Pasadena City College announced Thursday that it has placed two senior officials -- Richard Van Pelt, vice president of administrative services, and Alfred Hutchings, facilities services supervisor -- on administrative leave, pending the results of a bribery-related investigation by the Los Angeles County District Attorney's Office, The Los Angeles Times reported. The D.A.'s office executed search warrants at the officials' homes and offices Thursday, in an investigations of alleged solicitation of bribes involving a contract from the college. No charges have been filed and the officials could not be reached for comment.

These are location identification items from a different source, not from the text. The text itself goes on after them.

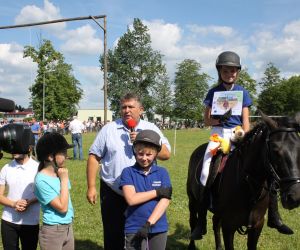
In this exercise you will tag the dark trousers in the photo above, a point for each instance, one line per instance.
(113, 207)
(11, 234)
(157, 241)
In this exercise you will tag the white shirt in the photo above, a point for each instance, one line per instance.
(76, 127)
(20, 182)
(114, 147)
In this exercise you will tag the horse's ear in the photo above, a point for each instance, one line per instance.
(269, 121)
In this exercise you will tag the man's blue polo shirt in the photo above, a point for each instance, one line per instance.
(234, 120)
(136, 216)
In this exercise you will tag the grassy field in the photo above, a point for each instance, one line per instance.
(87, 222)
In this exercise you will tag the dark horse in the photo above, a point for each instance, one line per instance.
(268, 158)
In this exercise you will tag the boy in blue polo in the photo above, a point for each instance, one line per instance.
(147, 190)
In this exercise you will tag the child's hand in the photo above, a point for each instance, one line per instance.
(225, 117)
(132, 135)
(144, 230)
(164, 192)
(62, 173)
(21, 205)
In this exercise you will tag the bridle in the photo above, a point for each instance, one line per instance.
(284, 183)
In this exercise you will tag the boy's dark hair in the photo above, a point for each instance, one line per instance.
(148, 137)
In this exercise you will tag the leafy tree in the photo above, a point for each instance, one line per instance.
(19, 108)
(271, 99)
(163, 98)
(190, 89)
(133, 66)
(248, 83)
(55, 80)
(291, 90)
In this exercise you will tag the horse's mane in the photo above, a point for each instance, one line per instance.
(251, 134)
(287, 122)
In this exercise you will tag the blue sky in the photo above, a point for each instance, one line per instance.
(261, 31)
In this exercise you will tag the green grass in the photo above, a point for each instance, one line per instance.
(87, 221)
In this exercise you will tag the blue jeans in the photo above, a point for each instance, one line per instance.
(77, 141)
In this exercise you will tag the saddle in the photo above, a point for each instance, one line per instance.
(216, 166)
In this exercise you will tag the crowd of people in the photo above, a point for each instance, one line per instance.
(134, 191)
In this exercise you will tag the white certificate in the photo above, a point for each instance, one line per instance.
(225, 100)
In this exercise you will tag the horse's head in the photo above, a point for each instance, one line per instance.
(283, 156)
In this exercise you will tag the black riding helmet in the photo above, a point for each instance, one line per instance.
(228, 58)
(149, 137)
(51, 144)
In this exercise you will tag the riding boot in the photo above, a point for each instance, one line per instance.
(274, 219)
(200, 228)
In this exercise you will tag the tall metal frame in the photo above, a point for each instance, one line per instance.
(78, 19)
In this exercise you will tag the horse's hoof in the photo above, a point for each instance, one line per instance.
(197, 234)
(281, 228)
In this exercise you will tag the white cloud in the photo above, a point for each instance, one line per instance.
(92, 80)
(281, 48)
(17, 73)
(32, 14)
(223, 31)
(82, 40)
(165, 37)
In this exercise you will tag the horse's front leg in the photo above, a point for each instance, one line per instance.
(217, 231)
(228, 237)
(253, 236)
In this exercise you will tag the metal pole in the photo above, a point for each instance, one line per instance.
(44, 98)
(76, 19)
(105, 64)
(105, 72)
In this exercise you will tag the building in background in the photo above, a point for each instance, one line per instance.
(19, 116)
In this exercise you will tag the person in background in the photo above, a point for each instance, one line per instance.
(76, 128)
(147, 190)
(36, 130)
(21, 211)
(52, 190)
(113, 147)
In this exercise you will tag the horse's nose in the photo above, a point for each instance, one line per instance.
(291, 199)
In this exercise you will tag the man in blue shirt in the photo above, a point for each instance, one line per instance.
(113, 146)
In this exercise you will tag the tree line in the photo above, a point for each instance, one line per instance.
(134, 66)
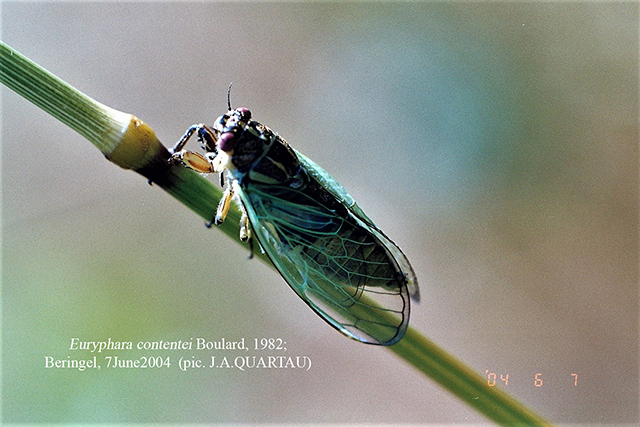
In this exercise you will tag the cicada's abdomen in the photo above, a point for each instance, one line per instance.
(325, 247)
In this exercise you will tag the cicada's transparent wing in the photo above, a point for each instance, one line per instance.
(337, 262)
(327, 181)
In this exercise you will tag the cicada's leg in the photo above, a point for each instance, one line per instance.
(245, 230)
(223, 206)
(183, 141)
(193, 160)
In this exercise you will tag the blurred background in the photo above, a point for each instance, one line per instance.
(495, 143)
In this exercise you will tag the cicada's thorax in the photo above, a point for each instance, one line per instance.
(251, 151)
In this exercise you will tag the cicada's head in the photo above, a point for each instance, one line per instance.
(241, 143)
(229, 128)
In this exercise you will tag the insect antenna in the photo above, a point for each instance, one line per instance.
(229, 96)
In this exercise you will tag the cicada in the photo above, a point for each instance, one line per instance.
(324, 246)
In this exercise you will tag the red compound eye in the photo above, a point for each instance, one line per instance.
(226, 142)
(245, 113)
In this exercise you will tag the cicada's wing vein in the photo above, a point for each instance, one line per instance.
(333, 260)
(328, 182)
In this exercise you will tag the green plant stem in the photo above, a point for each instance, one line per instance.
(128, 142)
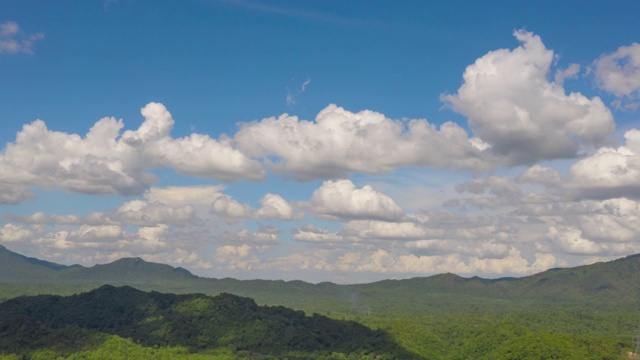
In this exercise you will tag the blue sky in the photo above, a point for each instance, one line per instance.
(321, 140)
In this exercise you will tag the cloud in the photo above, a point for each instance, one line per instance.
(266, 236)
(274, 207)
(619, 72)
(610, 172)
(184, 195)
(525, 118)
(339, 142)
(13, 40)
(14, 233)
(569, 73)
(342, 200)
(103, 162)
(310, 233)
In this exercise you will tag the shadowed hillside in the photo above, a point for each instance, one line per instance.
(195, 321)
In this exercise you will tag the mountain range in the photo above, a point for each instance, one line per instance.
(611, 282)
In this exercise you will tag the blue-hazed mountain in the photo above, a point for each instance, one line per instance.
(18, 268)
(196, 321)
(613, 281)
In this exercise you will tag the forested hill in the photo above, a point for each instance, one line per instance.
(196, 321)
(614, 281)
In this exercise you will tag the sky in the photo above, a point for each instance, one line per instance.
(343, 141)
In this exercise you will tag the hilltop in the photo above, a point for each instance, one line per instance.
(196, 322)
(614, 281)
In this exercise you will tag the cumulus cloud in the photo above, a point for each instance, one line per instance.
(14, 233)
(339, 142)
(524, 118)
(274, 207)
(13, 40)
(103, 162)
(610, 172)
(342, 200)
(569, 73)
(265, 236)
(619, 72)
(312, 234)
(184, 195)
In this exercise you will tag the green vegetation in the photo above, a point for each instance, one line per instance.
(47, 325)
(588, 312)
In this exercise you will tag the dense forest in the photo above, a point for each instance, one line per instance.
(79, 323)
(588, 312)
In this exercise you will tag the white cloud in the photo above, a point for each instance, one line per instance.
(569, 73)
(104, 163)
(244, 236)
(382, 230)
(13, 40)
(538, 174)
(610, 172)
(525, 118)
(143, 213)
(184, 195)
(619, 72)
(14, 233)
(312, 234)
(339, 142)
(342, 200)
(276, 208)
(230, 209)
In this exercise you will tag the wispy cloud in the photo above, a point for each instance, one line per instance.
(13, 40)
(291, 96)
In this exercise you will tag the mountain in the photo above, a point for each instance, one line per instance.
(18, 268)
(196, 321)
(613, 281)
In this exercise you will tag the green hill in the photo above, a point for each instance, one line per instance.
(197, 322)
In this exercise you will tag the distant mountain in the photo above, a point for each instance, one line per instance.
(613, 281)
(195, 321)
(18, 268)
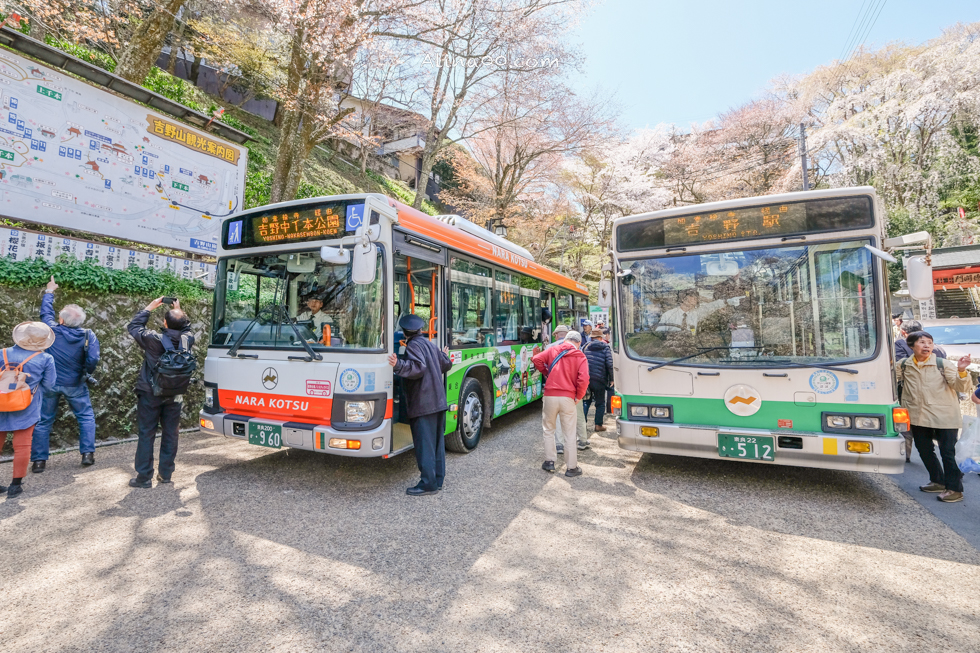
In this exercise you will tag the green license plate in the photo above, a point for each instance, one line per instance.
(750, 447)
(265, 435)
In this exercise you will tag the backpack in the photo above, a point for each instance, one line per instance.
(172, 373)
(15, 393)
(939, 365)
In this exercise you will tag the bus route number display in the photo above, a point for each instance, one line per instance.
(754, 222)
(305, 224)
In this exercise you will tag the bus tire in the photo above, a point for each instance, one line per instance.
(472, 411)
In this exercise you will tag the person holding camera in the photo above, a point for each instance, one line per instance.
(76, 355)
(157, 402)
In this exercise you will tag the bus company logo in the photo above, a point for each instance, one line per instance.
(270, 378)
(350, 380)
(743, 400)
(824, 381)
(507, 255)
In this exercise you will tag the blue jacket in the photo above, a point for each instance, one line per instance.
(599, 355)
(421, 371)
(70, 359)
(42, 373)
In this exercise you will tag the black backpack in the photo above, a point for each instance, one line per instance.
(172, 373)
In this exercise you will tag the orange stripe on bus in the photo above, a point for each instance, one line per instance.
(427, 225)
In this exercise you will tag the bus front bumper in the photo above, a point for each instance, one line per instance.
(819, 450)
(374, 442)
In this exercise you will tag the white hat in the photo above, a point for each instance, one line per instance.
(33, 336)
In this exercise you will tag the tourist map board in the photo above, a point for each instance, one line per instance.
(76, 156)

The board of Florida A&M University voted 8-4 Thursday that it lacks confidence in James Ammons, the university's president, The Orlando Sentinel reported. Ammons has faced much criticism for failing to deal with widespread hazing by the university's band -- hazing that has received considerable attention since the death of a student last year. But questions have also been raised about other issues, including the university's fragile finances and audits suggesting inadequate management controls. Ammons vowed at the board meeting that he would improve. "I hear you loudly and clearly," Ammons said before the vote. " I understand there are some measures I have to take as president of this university to fix things and I'm going to fix them. This is very serious. This is very serious for the future of this university and you have my commitment to fix them and get this job done." The board did not vote to suspend or fire him.
Colleges and universities (and the states that regulate them) need to embrace an entrepreneurial approach to reforms, according to a report issued Thursday by the Ewing Marion Kauffman Foundation. Among the recommendations:
- States should give higher levels of funding to institutions with better student outcomes.
- Accreditation should "place the fewest possible restrictions on both new and existing providers to encourage innovation." Further, accreditation "should focus much less on inputs and much more on outcome measures, such as student performance and loan default rates."
- Online instruction "should be largely deregulated as long as minimum course-level outcomes are specified."
- Universities "should identify and financially incentivize those professors whose time would be more productively spent in the classroom rather than conducting and publishing scholarly research."